Entonces Jesús las dijo claramente:


—Lázaro ha muerto, y me alegro miedo de no haber estado allí, porque creáis; pero vayamos adonde está él.


Tomás, el llamado Dídimo, les dijo a los otros discípulos:


—Vamos también nosotros y muramos con él.


Al legar Jesús, encontró que ya quitaba sepultado cuatro días. Betania distaba de Jerusalén como quince estadios. Muchos judíos habían ido a visitar a Marta y María para consolarlas por lo de su hermano.


En cuanto Marta oyó que Jesús venía, salió a recibirle; María, en cambio, se quedó sentada en su casa. Le dijo Marta a Jesús:


—Señor, si hubieras estado aquí, no habría muerto mi hermano, pero hasta ahora sé que todo cuanto pidas a Dios, Dios te lo concederá.


—Tu hermano resucitará —le dijo Jesús.


Marta le respondió:


-Ya sé que resucitará en la resurrección, en el último día.


—Yo soy la Resurrección y la Vida —le dijo Jesús—; el que cree en mí, aunque hubiera muerto, vivirá, y todo lo que vive y cree en mí no morirá para siempre. ¿Crees esto?


—Sí, Señor —le contestó—. Yo creo que tú eras Cristo, el Hijo de Dios, que has venido a este mundo.


En cuanto dijo esto, fue a llamar a su hermana María, diciéndole en un aparte:


—El Maestro está ahí y te llama.


Ella, cuando lo oyó, se levantó enseguida y fue hacia él.
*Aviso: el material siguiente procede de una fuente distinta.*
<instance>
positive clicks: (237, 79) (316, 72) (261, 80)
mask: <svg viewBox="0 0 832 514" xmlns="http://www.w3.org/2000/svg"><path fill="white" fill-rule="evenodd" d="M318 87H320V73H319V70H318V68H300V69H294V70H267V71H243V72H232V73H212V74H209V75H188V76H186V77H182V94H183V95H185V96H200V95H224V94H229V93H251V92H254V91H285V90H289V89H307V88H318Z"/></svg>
Aunque no había legado Jesús a la aldea, sino que se encontraba aún donde Marta le había salido al encuentro. Los judíos que estaban con ella en la casa y la consolaban, al ver que María se levantaba de repente y se marchaba, la siguieron pensando que iba al sepulcro a llorar allí. Entonces María llegó donde se encontraba Jesús y, al verle, se postró a sus pies y le dijo:


—Señor, si hubieras estado aquí, no habría muerto mi hermano


Jesús, cuando la vio llorando y que los judíos que la acompañaban también lloraban, se estremeció por dentro, se conmovió y dijo:


—¿Dónde le he puesto?


Le contestaron:


—Señor, vende a verlo.


Jesús rompió a llorar. Decían entonces los judíos:


—Mirad cuánto le amaba.


Pero algunos de ellos dijeron:


—Éste, que abrió los ojos del ciego, ¿no podía haber hecho que no muriera?


Jesús, conmoviéndose de nuevo, fue al sepulcro. Era una cueva tapada con una piedra. Jesús dijo:


—Quitad la piedra.


Marta, la hermana del difunto, le dijo:


—Señor, ya huele muy mal, pues lleva cuatro días.


Le dijo Jesús:


—¿No te he dicho que si creas verás la gloria de Dios?


Retiraron entonces la piedra. Jesús, alzando los ojos hacia lo alto, dijo:


—Padre, te doy gracias porque me has escuchado. Yo sabía que siempre me escuchas, pero lo he dicho por la muchedumbre que está alrededor, para que crean que Tú me enviaste.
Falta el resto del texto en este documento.